0

I am writing a data analysis pipeline. I have the following directory structure, where each folder (image1, image2, ... image100) within "data" contains information of a 3D image:

  • data_pipeline.py
  • data
    • image1

      • raw_data
        • slice1
        • slice2
        • ...
      • processed_data
      • image_specific_codes
        • init.py
        • open_slices.py (containing unpack_slices() function for image1)
    • image2

      • raw_data
        • slice1_to_5
        • slice6_to_10
        • ...
      • processed_data
      • image_specific_codes
        • init.py
        • open_slices.py (containing unpack_slices() function for image2)

The analysis pipeline is the same for each 3D image (image1, image2) for the most part, other than unpacking the raw data. I am looking for a way to create a general pipeline, data_pipeline.py, that loops through all the folders in "data" (image1, image2, etc.), unpacks them according to open_slices.py, and runs through the rest of the pipeline.

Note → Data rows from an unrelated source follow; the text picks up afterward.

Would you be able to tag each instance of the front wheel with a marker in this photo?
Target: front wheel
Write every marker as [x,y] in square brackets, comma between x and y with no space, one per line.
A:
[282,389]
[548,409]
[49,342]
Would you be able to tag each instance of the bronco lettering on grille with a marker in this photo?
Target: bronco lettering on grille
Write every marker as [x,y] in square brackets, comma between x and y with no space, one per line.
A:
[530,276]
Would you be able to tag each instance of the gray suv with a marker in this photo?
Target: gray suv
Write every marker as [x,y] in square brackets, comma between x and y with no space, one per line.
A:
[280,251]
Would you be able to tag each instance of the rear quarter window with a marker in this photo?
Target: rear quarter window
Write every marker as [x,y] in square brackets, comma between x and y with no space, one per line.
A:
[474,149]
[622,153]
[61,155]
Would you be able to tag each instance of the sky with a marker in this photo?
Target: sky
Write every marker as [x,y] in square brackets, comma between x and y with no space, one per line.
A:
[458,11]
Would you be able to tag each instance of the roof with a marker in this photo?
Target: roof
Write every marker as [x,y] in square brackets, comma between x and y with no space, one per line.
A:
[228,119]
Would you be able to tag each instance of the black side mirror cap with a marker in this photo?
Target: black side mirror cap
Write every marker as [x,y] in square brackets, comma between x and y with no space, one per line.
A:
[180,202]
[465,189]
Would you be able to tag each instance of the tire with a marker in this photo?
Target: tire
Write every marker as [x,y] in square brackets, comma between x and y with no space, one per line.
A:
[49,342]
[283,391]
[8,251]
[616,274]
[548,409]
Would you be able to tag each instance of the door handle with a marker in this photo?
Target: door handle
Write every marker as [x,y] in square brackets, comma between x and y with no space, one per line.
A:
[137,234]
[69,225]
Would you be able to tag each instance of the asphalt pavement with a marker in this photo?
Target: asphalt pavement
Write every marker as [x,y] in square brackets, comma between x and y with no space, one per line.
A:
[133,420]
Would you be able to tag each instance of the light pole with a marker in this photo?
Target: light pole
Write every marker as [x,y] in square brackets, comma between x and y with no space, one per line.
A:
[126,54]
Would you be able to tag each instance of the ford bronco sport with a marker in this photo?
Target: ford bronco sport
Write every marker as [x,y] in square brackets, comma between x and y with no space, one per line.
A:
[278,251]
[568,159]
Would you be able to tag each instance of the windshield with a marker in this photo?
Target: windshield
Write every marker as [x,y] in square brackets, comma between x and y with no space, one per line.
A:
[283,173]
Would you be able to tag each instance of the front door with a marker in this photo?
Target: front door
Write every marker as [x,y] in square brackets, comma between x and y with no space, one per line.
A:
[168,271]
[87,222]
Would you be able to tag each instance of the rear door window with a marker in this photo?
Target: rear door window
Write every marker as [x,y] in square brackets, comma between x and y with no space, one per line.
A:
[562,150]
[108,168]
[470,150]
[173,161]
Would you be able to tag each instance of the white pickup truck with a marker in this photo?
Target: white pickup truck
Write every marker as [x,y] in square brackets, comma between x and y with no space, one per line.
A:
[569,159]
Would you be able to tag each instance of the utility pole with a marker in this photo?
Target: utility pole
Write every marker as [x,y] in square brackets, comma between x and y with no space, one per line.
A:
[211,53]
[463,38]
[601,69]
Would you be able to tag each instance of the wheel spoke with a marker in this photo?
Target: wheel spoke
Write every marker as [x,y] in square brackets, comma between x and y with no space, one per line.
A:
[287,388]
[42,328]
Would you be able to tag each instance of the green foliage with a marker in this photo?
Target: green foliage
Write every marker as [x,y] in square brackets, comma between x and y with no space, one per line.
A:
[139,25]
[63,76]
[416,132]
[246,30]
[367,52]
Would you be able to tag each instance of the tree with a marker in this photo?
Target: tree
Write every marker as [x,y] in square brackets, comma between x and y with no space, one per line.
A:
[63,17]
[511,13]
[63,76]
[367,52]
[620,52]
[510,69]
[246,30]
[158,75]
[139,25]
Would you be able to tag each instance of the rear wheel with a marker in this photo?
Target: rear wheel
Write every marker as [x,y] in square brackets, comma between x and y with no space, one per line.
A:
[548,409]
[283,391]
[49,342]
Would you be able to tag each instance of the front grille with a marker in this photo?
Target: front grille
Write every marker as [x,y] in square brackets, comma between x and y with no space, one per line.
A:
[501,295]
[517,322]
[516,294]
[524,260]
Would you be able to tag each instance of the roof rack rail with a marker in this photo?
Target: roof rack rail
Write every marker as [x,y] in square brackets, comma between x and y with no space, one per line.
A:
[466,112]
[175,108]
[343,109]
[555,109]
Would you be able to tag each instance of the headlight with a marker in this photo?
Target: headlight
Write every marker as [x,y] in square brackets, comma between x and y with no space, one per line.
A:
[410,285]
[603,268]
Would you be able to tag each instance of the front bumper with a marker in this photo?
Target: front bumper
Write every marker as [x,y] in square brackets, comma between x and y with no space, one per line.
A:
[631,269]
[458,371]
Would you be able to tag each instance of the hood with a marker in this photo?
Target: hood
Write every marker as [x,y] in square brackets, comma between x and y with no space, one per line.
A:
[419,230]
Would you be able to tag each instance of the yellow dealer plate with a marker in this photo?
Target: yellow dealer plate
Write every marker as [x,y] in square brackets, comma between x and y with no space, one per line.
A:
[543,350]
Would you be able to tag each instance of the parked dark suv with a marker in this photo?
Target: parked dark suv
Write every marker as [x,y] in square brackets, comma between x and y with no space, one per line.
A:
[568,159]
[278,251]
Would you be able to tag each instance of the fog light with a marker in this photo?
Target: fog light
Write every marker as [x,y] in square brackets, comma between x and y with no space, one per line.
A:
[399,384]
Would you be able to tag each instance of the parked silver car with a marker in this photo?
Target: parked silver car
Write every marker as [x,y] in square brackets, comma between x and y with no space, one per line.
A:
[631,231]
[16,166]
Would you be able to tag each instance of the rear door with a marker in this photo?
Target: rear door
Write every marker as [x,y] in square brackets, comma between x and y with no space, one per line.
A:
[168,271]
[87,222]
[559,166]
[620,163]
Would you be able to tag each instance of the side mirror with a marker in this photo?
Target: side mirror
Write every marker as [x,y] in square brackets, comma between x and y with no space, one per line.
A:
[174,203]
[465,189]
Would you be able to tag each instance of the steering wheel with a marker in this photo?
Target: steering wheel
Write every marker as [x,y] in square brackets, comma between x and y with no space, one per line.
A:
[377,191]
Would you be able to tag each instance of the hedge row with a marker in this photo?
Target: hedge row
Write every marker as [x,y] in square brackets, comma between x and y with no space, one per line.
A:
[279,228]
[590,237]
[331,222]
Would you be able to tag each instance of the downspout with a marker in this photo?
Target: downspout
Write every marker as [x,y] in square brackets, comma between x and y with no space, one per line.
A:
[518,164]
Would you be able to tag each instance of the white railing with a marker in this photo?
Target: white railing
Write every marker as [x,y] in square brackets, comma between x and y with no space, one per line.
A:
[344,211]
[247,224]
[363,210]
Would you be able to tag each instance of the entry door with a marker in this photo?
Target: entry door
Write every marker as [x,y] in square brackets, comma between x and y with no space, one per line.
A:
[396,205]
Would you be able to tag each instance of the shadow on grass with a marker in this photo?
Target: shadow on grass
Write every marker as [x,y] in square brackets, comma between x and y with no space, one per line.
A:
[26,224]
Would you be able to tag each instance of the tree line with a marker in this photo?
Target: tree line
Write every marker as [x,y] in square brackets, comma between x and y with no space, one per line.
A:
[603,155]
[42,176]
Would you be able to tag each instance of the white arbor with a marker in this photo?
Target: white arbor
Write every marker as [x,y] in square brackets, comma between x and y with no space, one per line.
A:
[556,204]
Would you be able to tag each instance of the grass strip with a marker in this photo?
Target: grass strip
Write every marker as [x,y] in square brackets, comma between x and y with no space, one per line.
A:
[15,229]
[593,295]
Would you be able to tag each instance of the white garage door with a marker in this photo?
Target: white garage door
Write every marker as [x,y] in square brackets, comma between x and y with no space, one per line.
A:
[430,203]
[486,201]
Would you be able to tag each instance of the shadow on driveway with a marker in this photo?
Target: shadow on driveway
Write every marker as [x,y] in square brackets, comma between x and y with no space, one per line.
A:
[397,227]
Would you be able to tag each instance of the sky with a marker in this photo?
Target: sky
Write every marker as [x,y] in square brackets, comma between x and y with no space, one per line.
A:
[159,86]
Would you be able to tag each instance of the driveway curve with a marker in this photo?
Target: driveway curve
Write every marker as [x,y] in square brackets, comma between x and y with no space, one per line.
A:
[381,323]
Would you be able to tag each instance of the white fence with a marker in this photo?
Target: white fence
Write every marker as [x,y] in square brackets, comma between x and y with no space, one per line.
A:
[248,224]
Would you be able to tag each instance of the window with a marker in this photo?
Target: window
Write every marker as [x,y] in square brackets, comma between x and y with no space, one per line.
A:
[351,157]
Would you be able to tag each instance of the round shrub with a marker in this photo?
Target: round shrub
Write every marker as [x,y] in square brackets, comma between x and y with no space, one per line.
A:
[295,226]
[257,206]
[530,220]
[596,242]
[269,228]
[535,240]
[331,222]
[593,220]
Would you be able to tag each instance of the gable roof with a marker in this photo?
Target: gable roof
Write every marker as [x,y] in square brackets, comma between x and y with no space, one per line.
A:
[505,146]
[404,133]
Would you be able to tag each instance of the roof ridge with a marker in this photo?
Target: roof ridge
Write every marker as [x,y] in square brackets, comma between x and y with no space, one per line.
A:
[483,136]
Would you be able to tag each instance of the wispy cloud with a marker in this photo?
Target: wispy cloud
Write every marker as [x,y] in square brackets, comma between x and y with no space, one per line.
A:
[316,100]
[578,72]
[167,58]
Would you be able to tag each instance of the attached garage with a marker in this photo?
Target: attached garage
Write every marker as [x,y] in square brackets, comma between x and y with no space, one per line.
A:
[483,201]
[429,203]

I have tried using importlib to dynamically import specific functions, for example:

import os
import importlib

for i_image in os.listdir():
    os.chdir(i_image)
    module = importlib.import_module('.open_slices', package='image_specific_codes')
    unpack_fn = getattr(module, 'unpack_slices')
    unpacked_image = unpack_fn()

    # At this point, unpacked_image is in a consistent format for the analysis pipeline
    # ...

but I am never able to import the modules successfully, getting errors such as the one below:

Traceback (most recent call last):
  File "<frozen importlib._bootstrap>", line 1007, in _find_and_load
  File "<frozen importlib._bootstrap>", line 972, in _find_and_load_unlocked
  File "<frozen importlib._bootstrap>", line 228, in _call_with_frames_removed
  File "<frozen importlib._bootstrap>", line 1030, in _gcd_import
  File "<frozen importlib._bootstrap>", line 1007, in _find_and_load
  File "<frozen importlib._bootstrap>", line 984, in _find_and_load_unlocked
ModuleNotFoundError: No module named 'image_specific_codes'
  • "I have tried using importlib to dynamically import specific functions" ok, and then what happened? – juanpa.arrivillaga Jun 02 '23 at 21:46
  • @juanpa.arrivillaga importlib does not identify the 'image_specific_codes' directory as a module (I've added it to the question). I didn't add a specific error message since I tried every way I could conceive of using importlib.import_module with different error messages each time. I was hoping the question would be more of a general solution to the issue than of this specific error. – Miguel Romanello Jun 02 '23 at 22:03
  • Please, in general, **always** be as specific as possible. Strive to provide a [mcve]. And since you are relying on an argumentless `os.listdir` you would need to at least tell us what your working directory is. And you give us no debugging information. Anyway, have you tried the following approach: https://stackoverflow.com/questions/67631/how-can-i-import-a-module-dynamically-given-the-full-path – juanpa.arrivillaga Jun 02 '23 at 22:54
  • Anyway, this approach which relies on changing the working directory should work, it's hard to say why it *isn't* working in your case (again, you've provided no debugging information, and not adequate infomration about how your are actually executing this), although, you would also probably have to invalidate the import caches if you actually got passed that initial hurdle. So all that being said, I would go with the approach in the above case, which imports a module given its path, which will work assuming those modules are self contained and would be less brittle – juanpa.arrivillaga Jun 02 '23 at 23:01
  • Also, I just realized, `os.chdir(i_image)` will fail once you've changed the directory already once. Again, the sort of problem that arises when doing this this way (you could write a context manager to get you back to your original directory, but again, maybe just use the import by path approach instead) – juanpa.arrivillaga Jun 02 '23 at 23:08

1 Answers1

0

The way you are proposing seems a bit overly complicated. Having an individual script for each image seems unnecessary and even though you did not specify what is in the open_slices.py scripts, I am pretty sure they have a lot in common and some might even be identical across images.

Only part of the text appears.